A signature of 16 serum proteins that were previously profiled using the aptamer-based Somascan technology highlighted the roles of the e2 allele of APOE in lipid regulation via apolipoprotein B (APOB) and apolipoprotein E (APOE) and in inflammation. Here, the serum protein signature of APOE is validated and expanded using a combination of mass-spectrometry, ELISA, Luminex, blood transcriptomics, and antibody-based Olink serum proteomics. Some of the findings were replicated in the UK Biobank using antibody-based Olink serum proteomics. This analysis replicated the association between APOB and the e2 allele of APOE, detected a new, robust pattern of association between APOE genotypes and the serum level of APOE, and discovered new associations between APOE genotypes and the complex of apolipoproteins APOC1, APOC2, APOC3, APOC4, APOE, APOF, and APOL1. In addition, 13 new proteins correlated with APOE genotypes. This extended signature includes granule proteins CAMP, CTSG, DEFA3, and MPO secreted from neutrophils and points to olfactomedin 4 (OLFM4) as a new target for the prevention of Alzheimer's disease.

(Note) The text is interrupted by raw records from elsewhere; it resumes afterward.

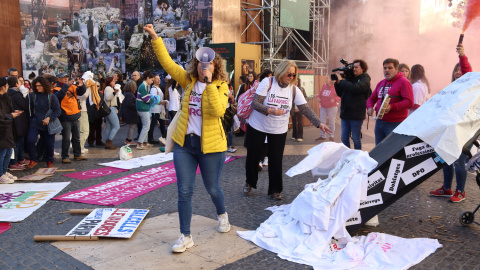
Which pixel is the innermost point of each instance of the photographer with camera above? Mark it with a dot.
(353, 87)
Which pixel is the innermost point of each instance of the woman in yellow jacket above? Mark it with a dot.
(199, 136)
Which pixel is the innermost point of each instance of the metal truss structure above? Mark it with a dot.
(276, 41)
(38, 15)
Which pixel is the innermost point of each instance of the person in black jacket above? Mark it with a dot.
(20, 102)
(354, 94)
(41, 101)
(128, 111)
(67, 96)
(7, 143)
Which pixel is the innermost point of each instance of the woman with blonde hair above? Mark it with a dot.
(272, 104)
(199, 136)
(405, 69)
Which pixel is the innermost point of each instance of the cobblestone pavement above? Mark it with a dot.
(461, 245)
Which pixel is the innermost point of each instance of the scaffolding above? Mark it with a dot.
(276, 40)
(38, 16)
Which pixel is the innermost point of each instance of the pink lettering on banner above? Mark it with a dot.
(195, 112)
(123, 189)
(95, 173)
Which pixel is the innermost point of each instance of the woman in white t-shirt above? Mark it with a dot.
(174, 98)
(155, 112)
(269, 119)
(420, 86)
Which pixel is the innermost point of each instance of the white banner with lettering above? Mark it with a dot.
(447, 120)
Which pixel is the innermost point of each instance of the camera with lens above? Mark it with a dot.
(347, 70)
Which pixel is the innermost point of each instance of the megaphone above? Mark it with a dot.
(205, 55)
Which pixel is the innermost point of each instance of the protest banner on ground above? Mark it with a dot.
(5, 227)
(123, 189)
(18, 201)
(110, 222)
(95, 173)
(139, 162)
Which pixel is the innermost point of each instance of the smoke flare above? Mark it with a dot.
(472, 11)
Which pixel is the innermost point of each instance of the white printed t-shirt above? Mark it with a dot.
(157, 92)
(195, 109)
(280, 98)
(174, 104)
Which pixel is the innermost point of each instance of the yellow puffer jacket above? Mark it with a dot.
(214, 104)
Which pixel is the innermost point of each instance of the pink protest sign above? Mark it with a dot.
(125, 188)
(5, 227)
(95, 173)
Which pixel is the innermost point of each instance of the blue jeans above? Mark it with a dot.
(48, 140)
(113, 125)
(353, 127)
(186, 159)
(5, 155)
(230, 137)
(460, 173)
(71, 133)
(383, 129)
(19, 149)
(145, 118)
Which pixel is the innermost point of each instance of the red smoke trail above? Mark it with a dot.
(472, 11)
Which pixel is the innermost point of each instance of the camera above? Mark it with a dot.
(347, 70)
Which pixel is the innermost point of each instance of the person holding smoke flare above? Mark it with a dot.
(458, 167)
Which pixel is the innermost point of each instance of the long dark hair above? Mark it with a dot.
(418, 73)
(108, 81)
(47, 87)
(455, 69)
(264, 74)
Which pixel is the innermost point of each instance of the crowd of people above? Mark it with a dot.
(33, 113)
(38, 109)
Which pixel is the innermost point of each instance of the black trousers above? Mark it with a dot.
(95, 133)
(297, 125)
(255, 149)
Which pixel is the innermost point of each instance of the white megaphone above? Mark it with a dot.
(205, 55)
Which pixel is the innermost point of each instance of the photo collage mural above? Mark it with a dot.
(107, 36)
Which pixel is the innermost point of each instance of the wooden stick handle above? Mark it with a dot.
(43, 238)
(80, 211)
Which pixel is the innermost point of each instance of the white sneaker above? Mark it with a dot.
(145, 144)
(373, 222)
(162, 140)
(223, 225)
(11, 176)
(5, 180)
(182, 243)
(265, 162)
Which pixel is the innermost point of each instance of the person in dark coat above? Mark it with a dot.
(7, 143)
(128, 111)
(41, 100)
(20, 102)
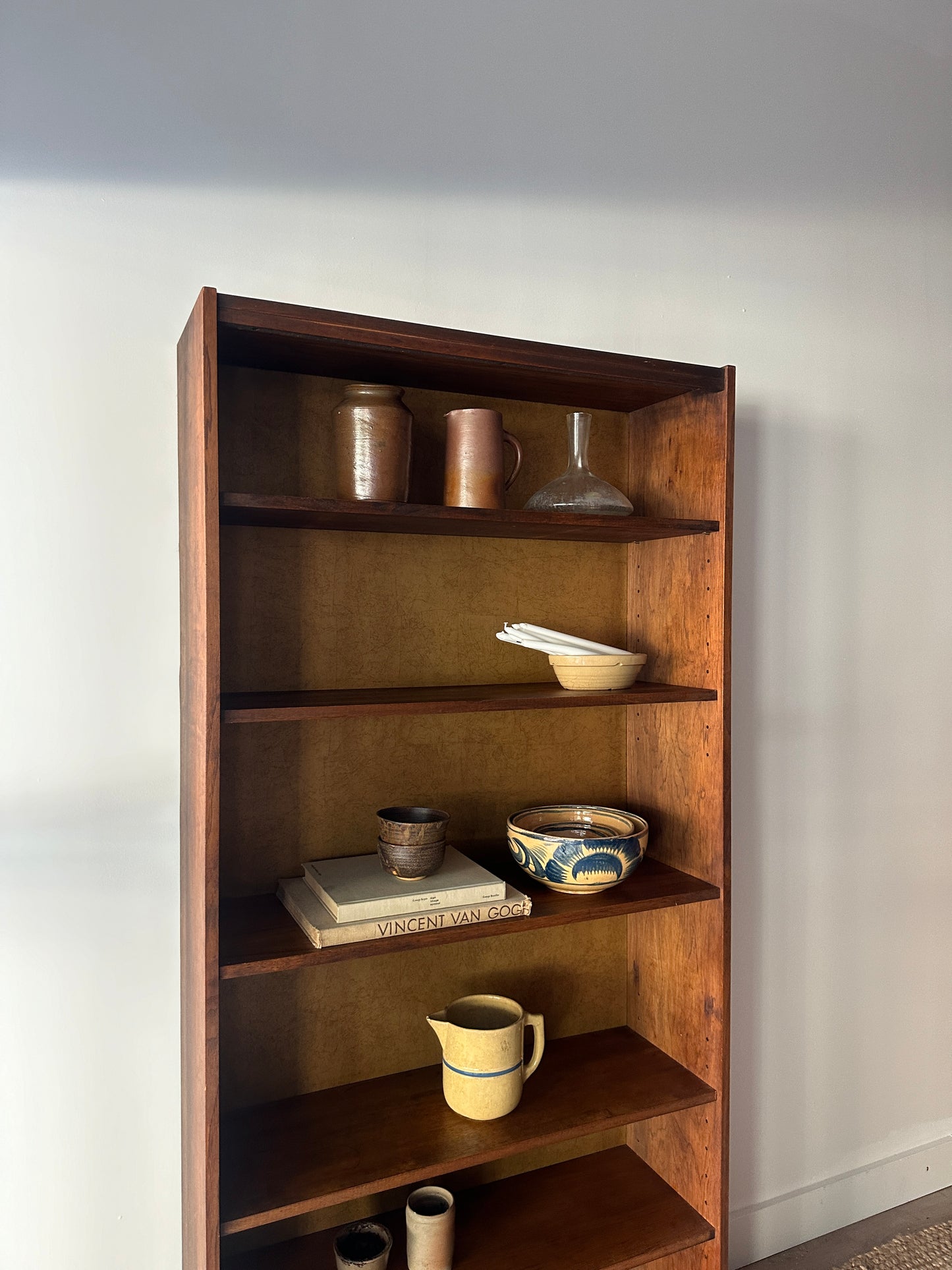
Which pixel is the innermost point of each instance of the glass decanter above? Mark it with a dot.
(578, 489)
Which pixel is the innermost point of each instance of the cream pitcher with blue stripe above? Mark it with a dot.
(483, 1063)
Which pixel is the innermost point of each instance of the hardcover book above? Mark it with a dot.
(358, 888)
(323, 931)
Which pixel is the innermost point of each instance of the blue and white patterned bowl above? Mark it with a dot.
(576, 850)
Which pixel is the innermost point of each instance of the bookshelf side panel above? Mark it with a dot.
(200, 690)
(679, 608)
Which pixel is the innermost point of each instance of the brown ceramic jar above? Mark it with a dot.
(372, 430)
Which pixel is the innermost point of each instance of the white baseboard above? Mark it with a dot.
(782, 1222)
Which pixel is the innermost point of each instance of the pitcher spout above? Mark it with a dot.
(439, 1023)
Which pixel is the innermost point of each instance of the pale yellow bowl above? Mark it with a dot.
(598, 672)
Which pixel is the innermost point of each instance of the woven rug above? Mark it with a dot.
(924, 1250)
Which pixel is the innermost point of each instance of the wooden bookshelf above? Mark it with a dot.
(590, 1082)
(461, 699)
(287, 512)
(260, 937)
(603, 1212)
(360, 639)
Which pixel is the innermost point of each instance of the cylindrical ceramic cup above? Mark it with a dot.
(474, 471)
(363, 1246)
(431, 1227)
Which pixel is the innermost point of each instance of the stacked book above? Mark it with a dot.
(354, 898)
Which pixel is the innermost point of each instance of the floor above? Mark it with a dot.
(833, 1250)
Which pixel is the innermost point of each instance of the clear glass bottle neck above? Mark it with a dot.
(579, 427)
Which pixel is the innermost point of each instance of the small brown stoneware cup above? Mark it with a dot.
(410, 863)
(475, 474)
(363, 1246)
(412, 826)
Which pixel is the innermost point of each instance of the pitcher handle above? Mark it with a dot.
(509, 440)
(538, 1043)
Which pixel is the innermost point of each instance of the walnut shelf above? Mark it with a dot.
(462, 699)
(372, 602)
(601, 1212)
(398, 1130)
(260, 937)
(289, 512)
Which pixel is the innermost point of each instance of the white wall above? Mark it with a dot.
(742, 182)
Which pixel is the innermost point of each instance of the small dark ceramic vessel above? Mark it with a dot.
(412, 826)
(413, 861)
(363, 1246)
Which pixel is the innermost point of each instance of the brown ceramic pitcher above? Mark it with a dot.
(372, 445)
(475, 473)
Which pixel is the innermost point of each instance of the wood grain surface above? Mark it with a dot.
(257, 333)
(456, 699)
(260, 937)
(198, 553)
(290, 1157)
(287, 511)
(337, 614)
(601, 1212)
(679, 774)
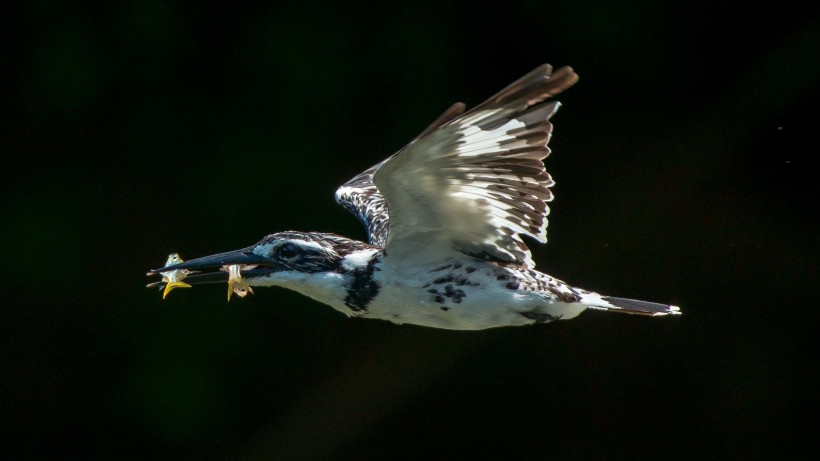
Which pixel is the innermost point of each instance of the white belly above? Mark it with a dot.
(465, 296)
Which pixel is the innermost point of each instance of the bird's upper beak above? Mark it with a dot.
(208, 269)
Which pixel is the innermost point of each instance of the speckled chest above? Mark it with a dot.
(458, 294)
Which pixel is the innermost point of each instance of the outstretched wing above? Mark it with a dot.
(478, 182)
(362, 198)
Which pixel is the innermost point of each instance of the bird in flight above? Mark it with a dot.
(444, 218)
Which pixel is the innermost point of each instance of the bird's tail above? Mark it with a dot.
(629, 306)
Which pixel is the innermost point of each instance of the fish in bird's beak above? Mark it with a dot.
(172, 278)
(233, 267)
(235, 282)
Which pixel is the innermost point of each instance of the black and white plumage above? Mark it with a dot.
(444, 217)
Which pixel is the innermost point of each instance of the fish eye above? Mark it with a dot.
(288, 251)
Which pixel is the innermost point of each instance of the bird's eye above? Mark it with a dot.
(288, 251)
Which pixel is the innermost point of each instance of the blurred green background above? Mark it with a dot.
(683, 161)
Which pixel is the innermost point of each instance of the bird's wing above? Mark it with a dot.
(473, 184)
(362, 198)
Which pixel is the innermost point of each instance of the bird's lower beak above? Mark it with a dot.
(210, 269)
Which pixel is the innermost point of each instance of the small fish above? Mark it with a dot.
(173, 279)
(235, 282)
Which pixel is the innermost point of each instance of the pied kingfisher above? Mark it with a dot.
(444, 216)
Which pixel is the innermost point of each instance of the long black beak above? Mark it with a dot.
(245, 256)
(260, 266)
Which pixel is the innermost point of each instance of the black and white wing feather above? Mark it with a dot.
(362, 198)
(472, 183)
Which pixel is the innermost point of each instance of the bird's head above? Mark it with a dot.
(298, 260)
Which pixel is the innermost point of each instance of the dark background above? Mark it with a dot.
(684, 175)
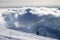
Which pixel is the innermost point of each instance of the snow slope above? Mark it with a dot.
(20, 35)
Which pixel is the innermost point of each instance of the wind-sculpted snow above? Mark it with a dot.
(41, 21)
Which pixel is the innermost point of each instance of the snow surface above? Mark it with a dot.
(41, 11)
(16, 35)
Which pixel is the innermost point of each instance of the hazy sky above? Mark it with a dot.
(17, 3)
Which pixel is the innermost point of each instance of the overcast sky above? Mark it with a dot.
(17, 3)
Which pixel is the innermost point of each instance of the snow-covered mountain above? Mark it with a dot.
(8, 34)
(41, 21)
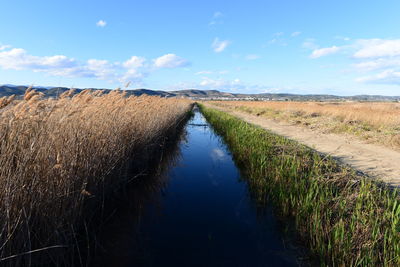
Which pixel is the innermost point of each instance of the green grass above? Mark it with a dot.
(345, 219)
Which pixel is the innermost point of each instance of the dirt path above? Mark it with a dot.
(374, 160)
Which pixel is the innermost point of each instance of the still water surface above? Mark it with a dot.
(203, 215)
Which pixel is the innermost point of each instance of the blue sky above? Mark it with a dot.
(335, 47)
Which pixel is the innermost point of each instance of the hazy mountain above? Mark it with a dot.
(7, 90)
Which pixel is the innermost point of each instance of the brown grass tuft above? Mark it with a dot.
(56, 153)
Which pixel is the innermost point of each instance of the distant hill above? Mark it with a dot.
(7, 90)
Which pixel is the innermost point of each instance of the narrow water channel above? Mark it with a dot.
(204, 215)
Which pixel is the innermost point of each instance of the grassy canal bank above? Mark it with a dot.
(345, 219)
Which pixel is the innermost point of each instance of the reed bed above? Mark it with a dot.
(345, 219)
(377, 122)
(55, 154)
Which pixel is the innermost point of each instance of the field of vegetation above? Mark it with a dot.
(375, 122)
(56, 154)
(345, 219)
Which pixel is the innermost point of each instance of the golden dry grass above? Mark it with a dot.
(56, 153)
(375, 121)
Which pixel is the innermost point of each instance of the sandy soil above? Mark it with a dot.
(373, 160)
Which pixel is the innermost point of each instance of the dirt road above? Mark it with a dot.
(376, 161)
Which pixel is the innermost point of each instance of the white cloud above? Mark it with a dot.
(135, 68)
(252, 57)
(378, 63)
(170, 61)
(134, 62)
(220, 45)
(101, 23)
(310, 44)
(4, 47)
(203, 72)
(294, 34)
(18, 59)
(372, 48)
(385, 77)
(324, 51)
(216, 18)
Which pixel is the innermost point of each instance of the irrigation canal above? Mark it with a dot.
(202, 216)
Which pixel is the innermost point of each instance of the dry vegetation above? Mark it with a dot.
(375, 122)
(54, 154)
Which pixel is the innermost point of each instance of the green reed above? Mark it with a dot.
(345, 219)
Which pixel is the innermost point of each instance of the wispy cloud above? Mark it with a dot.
(384, 77)
(101, 23)
(3, 47)
(216, 18)
(309, 43)
(368, 56)
(324, 51)
(220, 45)
(135, 68)
(374, 48)
(252, 57)
(294, 34)
(170, 61)
(203, 72)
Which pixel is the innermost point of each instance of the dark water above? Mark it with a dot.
(201, 215)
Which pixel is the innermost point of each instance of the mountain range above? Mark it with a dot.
(7, 90)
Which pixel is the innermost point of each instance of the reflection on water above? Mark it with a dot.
(199, 214)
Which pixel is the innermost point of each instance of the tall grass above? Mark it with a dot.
(376, 122)
(345, 219)
(57, 153)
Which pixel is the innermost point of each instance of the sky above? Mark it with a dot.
(337, 47)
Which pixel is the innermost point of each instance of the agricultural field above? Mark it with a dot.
(84, 174)
(374, 122)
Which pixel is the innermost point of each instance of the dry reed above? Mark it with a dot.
(55, 153)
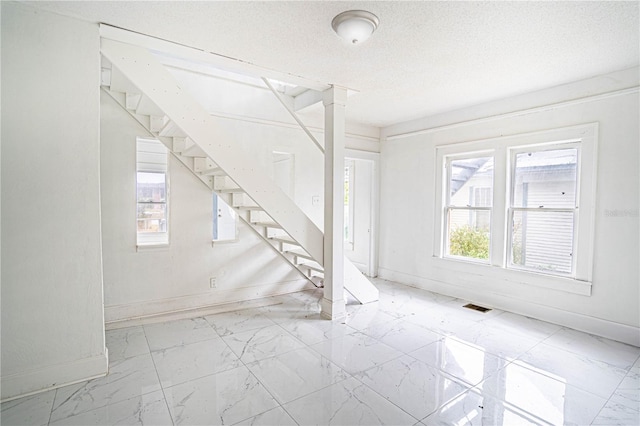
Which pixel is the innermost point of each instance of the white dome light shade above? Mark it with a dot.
(355, 26)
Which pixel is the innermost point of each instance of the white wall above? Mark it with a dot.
(408, 194)
(160, 280)
(154, 280)
(52, 317)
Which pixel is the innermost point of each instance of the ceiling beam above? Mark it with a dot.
(199, 55)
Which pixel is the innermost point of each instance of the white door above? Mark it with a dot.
(358, 204)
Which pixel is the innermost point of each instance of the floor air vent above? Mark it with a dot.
(476, 307)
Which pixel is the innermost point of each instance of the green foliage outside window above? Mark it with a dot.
(469, 242)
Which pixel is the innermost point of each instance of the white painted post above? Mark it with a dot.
(333, 304)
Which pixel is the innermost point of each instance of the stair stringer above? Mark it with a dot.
(154, 81)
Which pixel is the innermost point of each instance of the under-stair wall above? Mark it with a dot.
(243, 270)
(154, 280)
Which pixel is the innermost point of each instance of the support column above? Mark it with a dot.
(333, 303)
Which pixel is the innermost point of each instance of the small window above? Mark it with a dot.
(152, 191)
(468, 207)
(543, 210)
(224, 220)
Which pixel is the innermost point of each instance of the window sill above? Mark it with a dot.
(513, 276)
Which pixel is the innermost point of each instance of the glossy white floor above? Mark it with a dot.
(413, 358)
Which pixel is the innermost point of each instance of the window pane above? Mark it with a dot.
(224, 220)
(546, 179)
(542, 240)
(152, 217)
(468, 233)
(151, 187)
(471, 182)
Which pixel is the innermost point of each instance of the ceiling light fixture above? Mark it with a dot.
(355, 26)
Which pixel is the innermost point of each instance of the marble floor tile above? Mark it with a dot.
(126, 342)
(291, 309)
(183, 363)
(617, 415)
(548, 398)
(412, 385)
(628, 392)
(473, 408)
(367, 316)
(347, 403)
(576, 370)
(595, 347)
(402, 335)
(262, 343)
(220, 399)
(457, 307)
(177, 333)
(442, 319)
(274, 417)
(460, 360)
(509, 323)
(238, 321)
(33, 410)
(356, 352)
(314, 329)
(127, 378)
(296, 373)
(148, 409)
(495, 342)
(414, 358)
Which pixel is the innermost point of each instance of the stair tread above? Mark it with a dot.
(267, 224)
(230, 190)
(284, 240)
(254, 208)
(314, 266)
(300, 253)
(216, 171)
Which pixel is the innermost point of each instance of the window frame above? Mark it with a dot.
(511, 208)
(153, 239)
(215, 200)
(448, 159)
(586, 137)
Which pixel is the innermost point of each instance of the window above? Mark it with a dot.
(152, 192)
(543, 209)
(514, 202)
(224, 220)
(349, 187)
(468, 207)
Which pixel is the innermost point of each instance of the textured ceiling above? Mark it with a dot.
(425, 58)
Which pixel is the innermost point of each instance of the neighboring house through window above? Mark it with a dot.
(152, 191)
(523, 203)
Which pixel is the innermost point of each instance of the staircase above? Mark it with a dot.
(151, 95)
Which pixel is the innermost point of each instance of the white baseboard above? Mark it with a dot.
(53, 376)
(185, 306)
(597, 326)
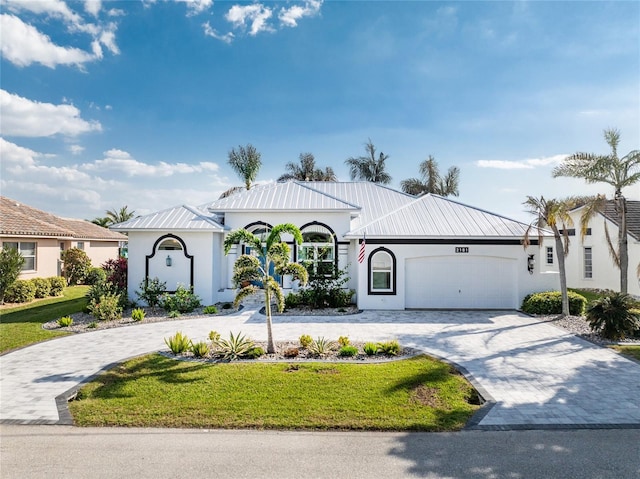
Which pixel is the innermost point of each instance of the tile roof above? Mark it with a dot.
(17, 219)
(179, 218)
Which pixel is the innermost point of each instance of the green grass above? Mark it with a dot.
(22, 325)
(419, 394)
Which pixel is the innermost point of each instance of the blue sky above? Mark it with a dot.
(112, 103)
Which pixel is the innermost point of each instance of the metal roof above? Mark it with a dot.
(178, 218)
(435, 216)
(283, 196)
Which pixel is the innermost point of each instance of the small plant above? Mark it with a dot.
(370, 349)
(347, 351)
(178, 343)
(321, 347)
(291, 353)
(613, 315)
(199, 349)
(390, 348)
(138, 314)
(65, 321)
(305, 341)
(235, 347)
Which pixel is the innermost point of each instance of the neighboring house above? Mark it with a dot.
(41, 236)
(589, 264)
(426, 252)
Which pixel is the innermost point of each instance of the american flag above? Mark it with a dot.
(363, 246)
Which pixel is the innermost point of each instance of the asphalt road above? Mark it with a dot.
(66, 452)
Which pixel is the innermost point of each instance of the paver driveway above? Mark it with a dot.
(537, 374)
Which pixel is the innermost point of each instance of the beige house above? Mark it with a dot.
(41, 236)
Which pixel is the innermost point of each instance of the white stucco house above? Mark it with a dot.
(425, 252)
(589, 264)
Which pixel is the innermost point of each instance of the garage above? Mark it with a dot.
(460, 282)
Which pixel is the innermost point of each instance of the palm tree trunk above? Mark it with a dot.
(563, 272)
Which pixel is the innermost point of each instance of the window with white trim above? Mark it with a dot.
(28, 251)
(549, 254)
(588, 263)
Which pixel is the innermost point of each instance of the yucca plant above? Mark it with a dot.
(613, 316)
(178, 343)
(234, 348)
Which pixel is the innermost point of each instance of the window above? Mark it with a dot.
(382, 272)
(28, 252)
(549, 254)
(588, 264)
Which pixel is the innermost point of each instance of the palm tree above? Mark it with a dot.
(555, 215)
(119, 216)
(307, 170)
(273, 252)
(431, 181)
(617, 172)
(368, 168)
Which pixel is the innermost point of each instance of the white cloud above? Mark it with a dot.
(521, 164)
(24, 117)
(256, 14)
(22, 45)
(290, 16)
(212, 32)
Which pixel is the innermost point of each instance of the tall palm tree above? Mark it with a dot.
(119, 216)
(617, 172)
(307, 171)
(431, 181)
(369, 168)
(554, 214)
(272, 252)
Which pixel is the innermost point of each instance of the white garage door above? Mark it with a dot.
(455, 282)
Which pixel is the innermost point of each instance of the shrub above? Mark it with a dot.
(106, 308)
(390, 348)
(613, 315)
(151, 291)
(183, 300)
(65, 321)
(138, 314)
(178, 343)
(42, 286)
(321, 347)
(305, 341)
(76, 266)
(199, 349)
(550, 302)
(95, 275)
(57, 284)
(370, 349)
(21, 291)
(347, 351)
(235, 347)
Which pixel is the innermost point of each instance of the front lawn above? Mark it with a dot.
(418, 394)
(22, 325)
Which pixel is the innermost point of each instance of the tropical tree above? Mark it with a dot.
(307, 171)
(617, 172)
(431, 181)
(369, 168)
(554, 214)
(270, 254)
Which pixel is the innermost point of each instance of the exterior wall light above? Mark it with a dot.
(531, 262)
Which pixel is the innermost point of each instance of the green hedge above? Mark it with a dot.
(550, 302)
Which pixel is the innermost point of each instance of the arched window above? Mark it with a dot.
(318, 250)
(382, 272)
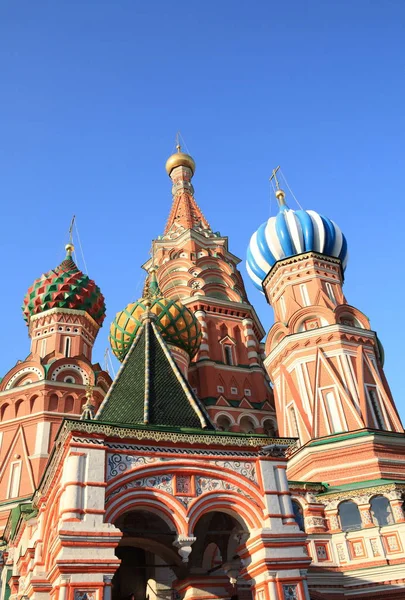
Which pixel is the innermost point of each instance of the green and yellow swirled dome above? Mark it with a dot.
(176, 323)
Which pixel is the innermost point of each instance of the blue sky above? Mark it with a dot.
(93, 92)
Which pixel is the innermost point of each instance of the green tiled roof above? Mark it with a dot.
(149, 388)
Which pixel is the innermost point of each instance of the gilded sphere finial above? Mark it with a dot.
(69, 248)
(180, 159)
(280, 195)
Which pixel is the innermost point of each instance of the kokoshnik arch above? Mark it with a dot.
(213, 466)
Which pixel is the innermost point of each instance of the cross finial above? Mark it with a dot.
(69, 246)
(274, 176)
(178, 145)
(280, 194)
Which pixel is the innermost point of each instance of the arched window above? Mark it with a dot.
(349, 515)
(298, 515)
(381, 511)
(247, 425)
(228, 354)
(270, 428)
(224, 423)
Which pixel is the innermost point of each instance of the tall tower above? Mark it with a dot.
(194, 264)
(321, 354)
(64, 310)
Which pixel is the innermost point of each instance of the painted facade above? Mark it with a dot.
(191, 476)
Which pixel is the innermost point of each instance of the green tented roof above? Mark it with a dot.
(347, 487)
(149, 388)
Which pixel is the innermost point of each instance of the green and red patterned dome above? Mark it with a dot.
(65, 287)
(176, 323)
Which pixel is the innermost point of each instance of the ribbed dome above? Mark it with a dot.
(176, 323)
(289, 233)
(64, 287)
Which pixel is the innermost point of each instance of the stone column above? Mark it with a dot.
(204, 350)
(397, 502)
(72, 480)
(365, 515)
(203, 587)
(332, 516)
(251, 342)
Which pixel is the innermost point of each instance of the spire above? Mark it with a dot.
(279, 193)
(149, 388)
(185, 212)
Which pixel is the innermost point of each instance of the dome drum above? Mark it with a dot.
(176, 323)
(292, 233)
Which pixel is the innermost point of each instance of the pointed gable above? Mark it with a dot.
(150, 389)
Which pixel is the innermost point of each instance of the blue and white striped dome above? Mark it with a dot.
(292, 232)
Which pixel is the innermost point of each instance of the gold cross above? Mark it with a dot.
(71, 229)
(178, 146)
(274, 176)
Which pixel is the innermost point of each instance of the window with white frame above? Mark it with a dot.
(228, 353)
(67, 347)
(334, 417)
(43, 348)
(293, 422)
(330, 292)
(282, 306)
(304, 294)
(14, 481)
(375, 402)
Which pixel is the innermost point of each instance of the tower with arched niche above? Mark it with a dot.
(194, 265)
(64, 310)
(347, 471)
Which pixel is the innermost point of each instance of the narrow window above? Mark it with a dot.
(43, 348)
(282, 306)
(375, 403)
(304, 295)
(330, 292)
(333, 412)
(14, 483)
(228, 355)
(293, 422)
(381, 511)
(298, 515)
(349, 516)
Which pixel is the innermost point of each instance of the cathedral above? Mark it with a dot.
(215, 465)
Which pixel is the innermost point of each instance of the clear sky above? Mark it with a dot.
(92, 93)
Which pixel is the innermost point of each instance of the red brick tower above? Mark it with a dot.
(64, 310)
(194, 264)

Keywords: APOE; aptameter‐based proteomics; gene expression; genetic variants; mass‐spectrometry; omics‐signatures.

Figure 1

Top left: We detected 398 proteins in 50 serum samples with nLC‐MS/MS, compared to the 3,889 proteins detected with the Somascan platform. There were 266 proteins in common. Bottom Left: the Venn diagram displays the number of proteins significantly associated with APOE genotypes at 1%FDR in the nLC‐MS/MS analysis (purple), and in Somascan‐based analysis of the same 50 samples (green). Right: The log2‐fold change relative to the mean expression of APOB and APOE in carriers of the e3e3 genotype. Both analyses detected APOB and APOE associations with APOE genotypes (purple: nLC‐MS/MS data; green Somascan). Samples per genotype group: e2e2: N = 7; e2e3: N = 13; e3e3: N = 20; e3e4: N = 10.

Figure 2

The distribution of apolipoproteins and CETP by APOE genotypes. Bar plots of the estimated log2‐fold changes of serum proteins comparing e2e2, e2e3, and e3e4 to e3e3 carriers. The bars denote SE. The density plot displays the pairwise correlations between these serum proteins in the four APOE genotype groups. Carriers of the e2e2 and e2e3 genotype have stronger pairwise correlations. Samples per genotype group: e2e2: N = 7; e2e3: N = 13; e3e3: N = 20; e3e4: N = 10.

Figure 3

The distribution of inflammatory markers by APOE genotypes. Bar plots of the estimated log2‐fold change of the six inflammatory markers comparing e2e2, e2e3, and e3e4 to e3e3 carriers. The density plot displays the pairwise correlations between these serum proteins in the four APOE genotype groups. Samples per genotype group: e2e2: N = 7; e2e3: N = 13; e3e3: N = 20; e3e4: N = 10.

Figure 4

a) Correlation of estimated log2‐fold change of gene expression in 1,348 blood samples from the LLFS (x‐axis), and serum proteins measured with nLC‐MS in 50 NECS participants (y‐axis). Each dot represents one of the 196 genes that we could map successfully between the two datasets. Left: The fold changes in the LLFS were calculated comparing the seven e2e2 carriers vs 851 e3e3 carriers. Right: The fold changes in the LLFS were calculated comparing 203 e2e3 carriers vs 851 e3e3 carriers. b) Correlation of APOE effects with gene expression in 1348 blood samples from the LLFS (x‐axis), and the serum proteins measured with the Somascan technology in 220 NECS participants (y‐axis). Each dot represents one of the 2,023 genes that we could map successfully between the two datasets. Left: The fold changes in the LLFS were calculated comparing 7 e2e2 carriers vs 851 e3e3 carriers. Right: The fold changes in the LLFS were calculated comparing 203 e2e3 carriers vs 851 e3e3 carriers. c) Replication of some of the effects detected with the LC‐MS/MS analysis and Luminex. d) Estimated hazard ratio (HR) and 95% confidence intervals (CI) for hypertension (HTN), death, and cancer for a log2‐fold change of APOB, APOC2, APOC3, APOE, CTSG, and MPO. Carriers of the genotype groups in the Luminex data set: e2e2: N = 6; e2e3: N = 19; e3e3: N = 49; e3e4: N = 23.